Why social media is a risk to humanity.

 How little we know about the dangers.





We can discover, “Like,” click on, and share information faster than ever before, guided by algorithms most of us don’t quite understand.

Some social scientists, journalists, and activists have been raising concerns about how this is affecting our democracy, mental health, and relationships, we haven’t seen biologists and ecologists weighing in as much.

That’s changed with a new paper published in the prestigious science journal PNAS earlier this month, titled “Stewardship of global collective behavior.

Seventeen researchers who specialize in widely different fields, from climate science to philosophy, make the case that academics should treat the study of technology’s large-scale impact on society as a “crisis discipline.”

The authors warn that if left misunderstood and unchecked, we could see unintended consequences of new technology contributing to phenomena such as “election tampering, disease, violent extremism, famine, racism, and war.”

Human collective dynamics are critical to the wellbeing of people and ecosystems in the present and will set the stage for how we face global challenges with impacts that will last centuries .There is no reason to suppose natural selection will have endowed us with dynamics that are intrinsically conducive to human wellbeing or sustainability. The same is true of communication technology, which has largely been developed to solve the needs of individuals or single organizations. Such technology, combined with human population growth, has created a global social network that is larger, denser, and able to transmit higher-fidelity information at greater speed. With the rise of the digital age, this social network is increasingly coupled to algorithms that create unprecedented feedback effects.

Insight from across academic disciplines demonstrates that past and present changes to our social networks will have functional consequences across scales of organization. Given that the impacts of communication technology will transcend disciplinary lines, the scientific response must do so as well. Unsafe adoption of technology has the potential to both threaten wellbeing in the present and have lasting consequences for sustainability. Mitigating risk to ourselves and posterity requires a consolidated, crisis-focused study of human collective behavior.

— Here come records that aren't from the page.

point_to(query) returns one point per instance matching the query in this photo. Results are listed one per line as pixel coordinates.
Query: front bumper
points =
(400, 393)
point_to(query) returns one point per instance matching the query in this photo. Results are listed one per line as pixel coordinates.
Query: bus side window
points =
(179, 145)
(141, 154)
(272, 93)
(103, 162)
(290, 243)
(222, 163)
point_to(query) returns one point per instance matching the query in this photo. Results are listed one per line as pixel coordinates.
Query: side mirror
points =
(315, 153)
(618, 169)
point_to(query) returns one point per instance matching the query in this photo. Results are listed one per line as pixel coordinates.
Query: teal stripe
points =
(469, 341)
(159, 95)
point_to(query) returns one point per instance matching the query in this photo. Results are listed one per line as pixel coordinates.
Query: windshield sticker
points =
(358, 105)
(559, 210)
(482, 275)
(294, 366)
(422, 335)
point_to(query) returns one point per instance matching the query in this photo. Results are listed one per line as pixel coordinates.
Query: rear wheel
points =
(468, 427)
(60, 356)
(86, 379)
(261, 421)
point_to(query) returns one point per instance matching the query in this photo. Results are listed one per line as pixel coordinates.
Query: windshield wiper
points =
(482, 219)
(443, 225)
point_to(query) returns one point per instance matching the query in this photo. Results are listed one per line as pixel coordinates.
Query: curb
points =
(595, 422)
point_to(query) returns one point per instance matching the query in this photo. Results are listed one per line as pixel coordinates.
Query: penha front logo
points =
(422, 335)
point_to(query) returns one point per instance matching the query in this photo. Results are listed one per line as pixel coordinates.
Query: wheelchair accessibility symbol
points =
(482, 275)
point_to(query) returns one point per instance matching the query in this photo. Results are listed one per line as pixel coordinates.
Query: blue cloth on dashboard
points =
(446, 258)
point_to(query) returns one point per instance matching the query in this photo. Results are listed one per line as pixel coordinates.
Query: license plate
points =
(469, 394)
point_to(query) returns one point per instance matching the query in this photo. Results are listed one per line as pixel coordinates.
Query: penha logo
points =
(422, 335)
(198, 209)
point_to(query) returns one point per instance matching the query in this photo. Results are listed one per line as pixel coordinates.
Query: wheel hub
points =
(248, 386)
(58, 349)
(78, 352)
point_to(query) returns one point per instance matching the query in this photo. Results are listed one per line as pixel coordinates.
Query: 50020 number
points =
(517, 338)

Collective behavior provides a framework for understanding how the actions and properties of groups emerge from the way individuals generate and share information. In humans, information flows were initially shaped by natural selection yet are increasingly structured by emerging communication technologies. Our larger, more complex social networks now transfer high-fidelity information over vast distances at low cost. The digital age and the rise of social media have accelerated changes to our social systems, with poorly understood functional consequences. This gap in our knowledge represents a principal challenge to scientific progress, democracy, and actions to address global crises. We argue that the study of collective behavior must rise to a “crisis discipline” just as medicine, conservation, and climate science have, with a focus on providing actionable insight to policymakers and regulators for the stewardship of social systems.